Amazon’s bet is that by situating the pickup where care happens, it can expect higher completion rates. The friction of a second stop — picking up at a pharmacy, waiting, making payment — vanishes. Health systems that have experimented with point-of-care dispensing and bedside delivery of medications have seen higher adherence and faster time-to-initiation of therapy, a trend these kiosks are meant to mirror.
Launching in Los Angeles, With More Sites to Come
The first machines will be landing this December at One Medical’s Beverly Hills, Downtown, Long Beach, West Hollywood, and West L.A. clinics, with more locations to follow in the near future. The rollout takes advantage of Amazon and One Medical, which Amazon purchased for $3.9 billion, and extends existing logistics services offered by Amazon Pharmacy, like same-day delivery in cities like Chicago, Phoenix, and Miami.
The plan is simple: meet patients in the flow of care, combine digital checkout with on-site pickup and minimize drop-off between prescribing and the first dose.
Regulatory and Counseling Safeguards for Kiosks
Automated medication delivery is tightly regulated. In California, the Board of Pharmacy mandates pharmacist validation and counseling for patients using automated dispensing systems. Amazon says a pharmacist will review every order before pickup, and patients should expect to have access to remote counseling — by phone or video — which is in line with the telepharmacy standards popping up all over.
Identity checks are pivotal. Double authentication, QR-based access credentials, and 24/7 video recording are implemented to make sure the right medication ends up with the right person, as well as to maintain an auditable chain of custody required by licensed pharmacies.
Precedents and What Makes This Different
Pharmacy kiosks aren’t new. Hospitals and military bases use them; clinics have been operating telepharmacy kiosks from competitors like MedAvail.

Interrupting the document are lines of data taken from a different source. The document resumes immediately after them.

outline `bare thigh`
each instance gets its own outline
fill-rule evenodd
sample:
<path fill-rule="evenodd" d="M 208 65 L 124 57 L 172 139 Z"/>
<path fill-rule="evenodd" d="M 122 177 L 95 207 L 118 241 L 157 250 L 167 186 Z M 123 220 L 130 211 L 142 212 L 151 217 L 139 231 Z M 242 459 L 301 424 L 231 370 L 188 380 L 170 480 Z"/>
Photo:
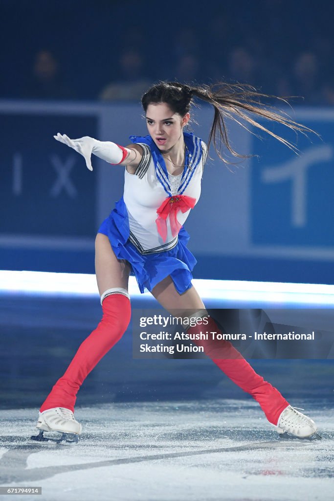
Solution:
<path fill-rule="evenodd" d="M 174 317 L 180 316 L 183 313 L 189 316 L 205 308 L 193 286 L 180 294 L 170 275 L 153 288 L 152 294 Z"/>
<path fill-rule="evenodd" d="M 95 239 L 95 273 L 100 295 L 114 287 L 127 291 L 130 271 L 127 261 L 116 258 L 107 235 L 98 233 Z"/>

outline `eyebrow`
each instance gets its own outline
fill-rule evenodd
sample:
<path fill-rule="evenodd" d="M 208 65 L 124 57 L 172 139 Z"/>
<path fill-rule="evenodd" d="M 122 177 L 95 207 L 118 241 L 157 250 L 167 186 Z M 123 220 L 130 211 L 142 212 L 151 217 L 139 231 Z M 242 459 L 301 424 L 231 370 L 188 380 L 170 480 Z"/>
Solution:
<path fill-rule="evenodd" d="M 155 121 L 153 120 L 153 118 L 149 118 L 148 117 L 146 117 L 146 120 L 152 120 L 152 122 L 154 122 Z M 161 120 L 161 122 L 166 122 L 167 120 L 174 120 L 174 118 L 173 118 L 173 117 L 171 117 L 170 118 L 164 118 L 163 120 Z"/>

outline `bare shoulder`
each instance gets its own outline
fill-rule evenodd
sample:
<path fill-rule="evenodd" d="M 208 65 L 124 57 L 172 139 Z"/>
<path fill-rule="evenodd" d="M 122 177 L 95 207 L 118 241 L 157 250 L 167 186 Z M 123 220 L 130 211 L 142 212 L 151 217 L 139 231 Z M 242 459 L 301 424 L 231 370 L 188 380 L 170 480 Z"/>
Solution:
<path fill-rule="evenodd" d="M 129 174 L 134 174 L 143 157 L 143 148 L 139 144 L 131 143 L 125 147 L 130 150 L 130 154 L 121 165 L 125 165 Z"/>

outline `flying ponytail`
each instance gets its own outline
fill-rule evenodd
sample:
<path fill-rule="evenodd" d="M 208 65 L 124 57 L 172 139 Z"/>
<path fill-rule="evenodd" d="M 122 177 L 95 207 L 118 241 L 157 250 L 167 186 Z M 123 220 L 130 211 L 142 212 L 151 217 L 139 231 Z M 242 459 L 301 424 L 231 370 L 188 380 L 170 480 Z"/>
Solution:
<path fill-rule="evenodd" d="M 279 99 L 288 104 L 286 99 L 258 92 L 248 84 L 227 84 L 220 82 L 214 85 L 190 86 L 177 82 L 160 81 L 149 89 L 142 98 L 142 104 L 146 113 L 149 104 L 166 103 L 174 113 L 184 116 L 190 109 L 193 98 L 197 98 L 210 104 L 214 108 L 213 122 L 209 135 L 208 149 L 211 142 L 219 157 L 226 163 L 232 163 L 224 158 L 222 153 L 222 145 L 226 146 L 234 156 L 248 158 L 251 155 L 242 155 L 232 148 L 229 142 L 225 119 L 231 118 L 252 134 L 243 122 L 246 122 L 260 130 L 270 134 L 277 140 L 298 154 L 298 150 L 292 143 L 283 137 L 274 134 L 252 118 L 263 117 L 272 121 L 282 124 L 295 132 L 314 132 L 311 129 L 302 124 L 294 122 L 288 118 L 287 114 L 278 108 L 263 104 L 260 98 Z M 273 111 L 275 110 L 275 111 Z M 255 135 L 257 135 L 255 134 Z M 219 146 L 217 146 L 219 140 Z"/>

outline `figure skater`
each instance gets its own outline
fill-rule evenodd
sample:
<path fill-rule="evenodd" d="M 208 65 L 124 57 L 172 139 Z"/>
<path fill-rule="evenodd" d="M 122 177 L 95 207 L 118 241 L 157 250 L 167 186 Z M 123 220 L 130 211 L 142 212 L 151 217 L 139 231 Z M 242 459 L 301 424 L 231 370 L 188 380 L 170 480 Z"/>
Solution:
<path fill-rule="evenodd" d="M 130 322 L 129 276 L 134 275 L 141 293 L 149 291 L 171 315 L 183 312 L 185 330 L 189 319 L 206 317 L 205 330 L 219 332 L 208 317 L 205 307 L 192 284 L 196 261 L 187 248 L 189 235 L 183 227 L 198 201 L 208 147 L 186 132 L 192 101 L 197 98 L 213 107 L 214 117 L 209 136 L 224 160 L 216 140 L 233 155 L 225 128 L 226 117 L 269 133 L 288 147 L 294 146 L 274 134 L 252 117 L 264 117 L 305 134 L 311 129 L 264 107 L 259 100 L 268 97 L 248 85 L 220 83 L 216 86 L 189 86 L 177 82 L 160 82 L 142 98 L 148 134 L 131 136 L 126 147 L 111 141 L 84 137 L 71 139 L 58 133 L 54 137 L 82 155 L 93 170 L 91 154 L 113 165 L 125 166 L 124 194 L 99 228 L 95 267 L 103 316 L 96 329 L 80 345 L 64 375 L 41 407 L 37 427 L 43 431 L 78 435 L 82 426 L 75 418 L 76 395 L 87 375 L 121 339 Z M 282 98 L 278 98 L 282 99 Z M 284 101 L 284 100 L 282 100 Z M 275 108 L 274 109 L 277 109 Z M 186 320 L 188 320 L 188 322 Z M 256 400 L 267 419 L 280 433 L 298 437 L 315 434 L 316 426 L 292 407 L 275 388 L 254 371 L 230 343 L 219 350 L 210 341 L 205 352 L 234 383 Z M 303 410 L 303 409 L 301 409 Z"/>

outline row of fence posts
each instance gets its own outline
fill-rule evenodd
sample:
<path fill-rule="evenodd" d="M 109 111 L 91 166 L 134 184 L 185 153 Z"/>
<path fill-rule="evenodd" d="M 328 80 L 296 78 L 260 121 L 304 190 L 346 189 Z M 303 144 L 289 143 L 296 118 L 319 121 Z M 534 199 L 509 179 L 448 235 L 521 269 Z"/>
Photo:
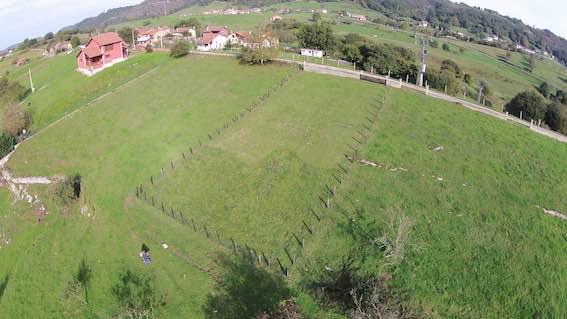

Where Amazon’s approach differs is in marrying an in-clinic primary care footprint with a consumer e-commerce experience — order, pay, and pick up handled within a familiar app — and one whose inventory is tuned to the prescribing habits of each clinic.
That tight integration could result in more streamlined kiosk stocking and fewer of the back-to-the-future-type out-of-stock situations that effectively negate point-of-care dispensing. It also provides clinicians with clearer insight into what patients can adhere to immediately.
Benefits and Constraints for Patients Using Kiosks
For patients, the upside is speed and convenience — no separate trip, fewer delays and a clearer path to getting therapy underway. It also may not necessarily translate to better adherence, which public health agencies have long linked to better outcomes and lower downstream costs.
There are trade-offs. The machines are stocked with a select few medications and do not contain controlled substances or temperature-sensitive drugs. Some patients will still require a typical pharmacy, or delivery. And for all the app-driven experience, insurance coverage, copays and price transparency continue to matter; Amazon Pharmacy will generally quote you a price and give the pharmacist his or her say-so, but whether kiosks are present doesn’t alter underlying clinical or insurance rules.
If the Los Angeles launch convinces patients they want walk-out-with-it convenience, the model is likely to appear in additional clinics and urgent care settings — moving the pharmacy much closer to the exam room and rendering “pick it up on your way out” a new norm in primary care.